@Des Prosser I have not ...
Published by James Stewart
@Des Prosser
I have not (unfortunately for me) ever made it to Nashville. Perhaps it was somewhere else, such as a conference meeting in Austin, TX.
One more thing no one has mentioned for cooling water conservation is the combination of wet/dry cooling tower, where most all of the heat rejection is by dry air, followed by smaller evaporation load. After all (if blow-down is even marginally under control) the lion's share of the water goes to evaporation. Another water conservation item would be to totally be rid of the Rankine cycle altogether, substituting something like the closed super-critical carbon dioxide Brayton cycle (also known as Allam cycle). Allam cycle can be successfully applied to coal, or natural gas combustion, Closed Brayton SCC cycle can also work with nuclear fission (or someday with fusion?) as heat source, or CSP (concentrated solar power). Since no combustion takes place in the latter cases, one may not properly refer to these as Allam cycle.
SCC Brayton cycle is very amenable to air-cooling only, since one does not rely on phase transition from gas (vapor or steam) to liquid, but rather from relatively low pressure, warm dense fluid, to cooler dense relatively low pressure fluid. The compressor in SCC Brayton cycle looks more like a pump than a compressor.

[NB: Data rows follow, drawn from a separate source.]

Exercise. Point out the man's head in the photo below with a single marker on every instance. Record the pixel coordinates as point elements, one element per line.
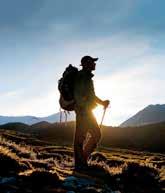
<point>87,62</point>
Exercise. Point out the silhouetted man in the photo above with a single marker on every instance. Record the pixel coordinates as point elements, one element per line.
<point>85,102</point>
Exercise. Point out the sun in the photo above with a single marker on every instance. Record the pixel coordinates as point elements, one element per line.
<point>98,113</point>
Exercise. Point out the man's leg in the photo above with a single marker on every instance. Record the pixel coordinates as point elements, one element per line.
<point>94,138</point>
<point>79,141</point>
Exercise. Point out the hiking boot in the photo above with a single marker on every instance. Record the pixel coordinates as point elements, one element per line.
<point>80,168</point>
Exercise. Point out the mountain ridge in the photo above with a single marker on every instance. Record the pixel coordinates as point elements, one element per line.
<point>149,115</point>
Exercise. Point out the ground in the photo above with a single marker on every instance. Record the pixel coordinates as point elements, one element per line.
<point>30,165</point>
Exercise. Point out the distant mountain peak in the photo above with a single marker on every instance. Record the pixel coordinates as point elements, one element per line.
<point>149,115</point>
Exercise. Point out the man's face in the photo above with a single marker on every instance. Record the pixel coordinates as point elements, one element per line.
<point>93,65</point>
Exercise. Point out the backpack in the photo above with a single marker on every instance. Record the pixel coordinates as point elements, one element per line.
<point>66,88</point>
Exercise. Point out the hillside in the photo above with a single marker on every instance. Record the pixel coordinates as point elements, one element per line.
<point>148,137</point>
<point>29,165</point>
<point>29,120</point>
<point>149,115</point>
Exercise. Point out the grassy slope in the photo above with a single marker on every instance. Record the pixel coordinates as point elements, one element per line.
<point>41,166</point>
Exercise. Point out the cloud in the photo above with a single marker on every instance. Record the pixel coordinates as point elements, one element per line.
<point>132,89</point>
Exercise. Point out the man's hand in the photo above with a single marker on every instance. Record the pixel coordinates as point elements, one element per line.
<point>106,103</point>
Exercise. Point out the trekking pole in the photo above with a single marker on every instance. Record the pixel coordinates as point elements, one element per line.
<point>103,117</point>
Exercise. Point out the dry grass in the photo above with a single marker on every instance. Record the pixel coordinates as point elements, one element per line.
<point>40,167</point>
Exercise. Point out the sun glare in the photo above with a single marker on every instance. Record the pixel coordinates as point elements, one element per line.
<point>98,112</point>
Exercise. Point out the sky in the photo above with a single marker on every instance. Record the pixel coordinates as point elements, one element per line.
<point>39,38</point>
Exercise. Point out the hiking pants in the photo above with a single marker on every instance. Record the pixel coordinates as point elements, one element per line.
<point>85,144</point>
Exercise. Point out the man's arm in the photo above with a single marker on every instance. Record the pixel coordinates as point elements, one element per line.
<point>101,102</point>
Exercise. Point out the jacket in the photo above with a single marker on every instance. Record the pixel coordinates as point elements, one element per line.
<point>84,93</point>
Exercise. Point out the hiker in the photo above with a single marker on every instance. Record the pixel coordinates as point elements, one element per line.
<point>85,102</point>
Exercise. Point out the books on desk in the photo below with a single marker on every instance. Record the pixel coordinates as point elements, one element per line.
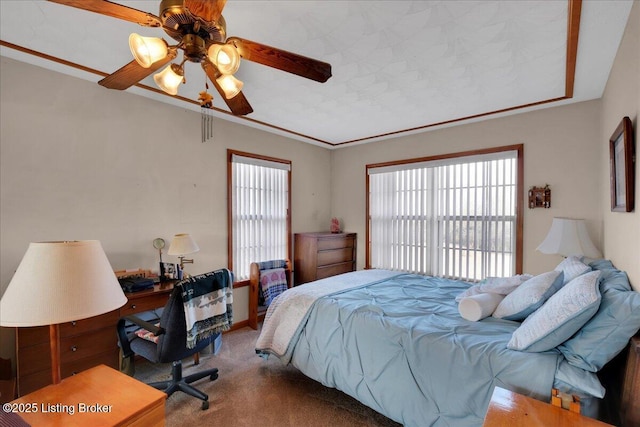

Getting back to systems out of control, I have seen a place with a high throughput, large cooling tower operating on very hard well water with high silica content, but using cold lime softening clarifier only (and that grossly undersized), with such solids accumulation in a holding pond that islands were forming. OMG. One could not believe the stalagtites created by mineral precipitation in the wet-dry areas of that cooling tower! Various suggestions have been made to provide them with ZLD system (rather than the 40 cycles of concentration they are running), with no issues, other than fair wear and tear of upstream water treatment. I don't see anyone buying anything, but the bean counters are running the world now.